Blockchain in Security
This project investigates how blockchain and distributed ledger technologies can harden security for financial systems, identity, supply chains, and critical data—reducing tampering, fraud, and single points of failure.
Project Overview
The Blockchain in Security initiative explores how distributed ledgers can be used as a security primitive—creating tamper-evident logs, secure asset registries, and programmable trust for critical systems.
We focus on:
- Immutable audit trails for financial transactions, configuration changes, and access logs.
- Decentralized identity & access with verifiable credentials and granular permissions.
- Secure supply-chain tracking for goods, documents, and data flows.
Objectives
- Increase integrity and traceability for critical operations and data.
- Reduce reliance on central authorities and single-point compromises.
- Provide programmable security guarantees via smart contracts.
- Make blockchain-based security usable and explainable to enterprises.
Tech Stack & Methods
The project uses both public and permissioned blockchains, depending on the use case and regulatory context.

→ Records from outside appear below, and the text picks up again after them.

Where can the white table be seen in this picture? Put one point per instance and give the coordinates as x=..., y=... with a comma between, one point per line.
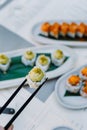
x=56, y=9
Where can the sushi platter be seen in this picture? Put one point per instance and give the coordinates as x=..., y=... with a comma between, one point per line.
x=15, y=65
x=60, y=32
x=71, y=89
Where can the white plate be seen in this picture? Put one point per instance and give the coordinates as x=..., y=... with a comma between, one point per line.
x=44, y=40
x=50, y=74
x=72, y=102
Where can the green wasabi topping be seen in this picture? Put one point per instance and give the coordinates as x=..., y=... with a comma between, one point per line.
x=3, y=59
x=29, y=55
x=36, y=74
x=43, y=60
x=58, y=54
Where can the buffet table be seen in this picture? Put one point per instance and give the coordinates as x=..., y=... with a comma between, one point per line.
x=20, y=24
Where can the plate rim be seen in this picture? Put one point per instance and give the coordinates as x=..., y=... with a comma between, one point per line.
x=15, y=82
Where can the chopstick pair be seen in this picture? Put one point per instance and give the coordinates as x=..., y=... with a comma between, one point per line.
x=23, y=106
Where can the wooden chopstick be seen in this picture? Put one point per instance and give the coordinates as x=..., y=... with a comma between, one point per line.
x=12, y=96
x=23, y=106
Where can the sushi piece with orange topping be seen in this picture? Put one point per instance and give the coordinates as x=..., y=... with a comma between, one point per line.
x=45, y=27
x=64, y=29
x=72, y=30
x=83, y=73
x=55, y=30
x=81, y=30
x=83, y=90
x=85, y=34
x=73, y=83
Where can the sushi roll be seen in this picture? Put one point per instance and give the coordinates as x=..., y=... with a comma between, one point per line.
x=64, y=29
x=81, y=30
x=43, y=62
x=73, y=83
x=45, y=28
x=4, y=62
x=54, y=30
x=57, y=57
x=85, y=31
x=83, y=90
x=72, y=30
x=36, y=77
x=28, y=59
x=83, y=73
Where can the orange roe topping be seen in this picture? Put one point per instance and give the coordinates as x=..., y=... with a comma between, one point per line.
x=86, y=29
x=45, y=27
x=55, y=28
x=73, y=27
x=81, y=28
x=74, y=80
x=84, y=71
x=84, y=89
x=64, y=28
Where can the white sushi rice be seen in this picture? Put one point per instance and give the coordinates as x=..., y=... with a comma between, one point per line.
x=73, y=89
x=44, y=33
x=43, y=67
x=33, y=84
x=82, y=76
x=4, y=67
x=79, y=34
x=28, y=62
x=72, y=35
x=62, y=34
x=82, y=93
x=53, y=35
x=57, y=62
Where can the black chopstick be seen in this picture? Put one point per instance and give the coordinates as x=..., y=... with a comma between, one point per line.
x=10, y=111
x=12, y=96
x=23, y=106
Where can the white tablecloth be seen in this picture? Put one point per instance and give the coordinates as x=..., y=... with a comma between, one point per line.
x=20, y=18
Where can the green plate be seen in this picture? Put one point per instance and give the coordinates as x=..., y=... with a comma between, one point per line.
x=18, y=70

- Ledgers: Permissioned DLT platforms and selected public chains for anchoring.
- Smart Contracts: Custom logic for asset transfer, access control, and compliance rules.
- Integration: APIs, event streams, and connectors to core banking, ERP, and IAM systems.

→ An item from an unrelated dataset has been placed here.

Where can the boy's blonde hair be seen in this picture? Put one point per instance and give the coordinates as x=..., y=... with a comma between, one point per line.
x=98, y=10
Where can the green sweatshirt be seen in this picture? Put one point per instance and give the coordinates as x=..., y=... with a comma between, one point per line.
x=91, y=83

- Security: Key management, HSM integration, and cryptographic best practices.
Real-world Applications
- Immutable transaction and configuration logs for financial institutions.
- Secure document notarization and provenance tracking.
- End-to-end visibility of supply-chain hops and handovers.
- Verifiable credentials and zero-knowledge style checks for access.
Compliance & Governance
The design considers regulatory requirements around data privacy, right-to-erasure, and auditability. Hybrid architectures are used where on-chain hashes protect off-chain sensitive data.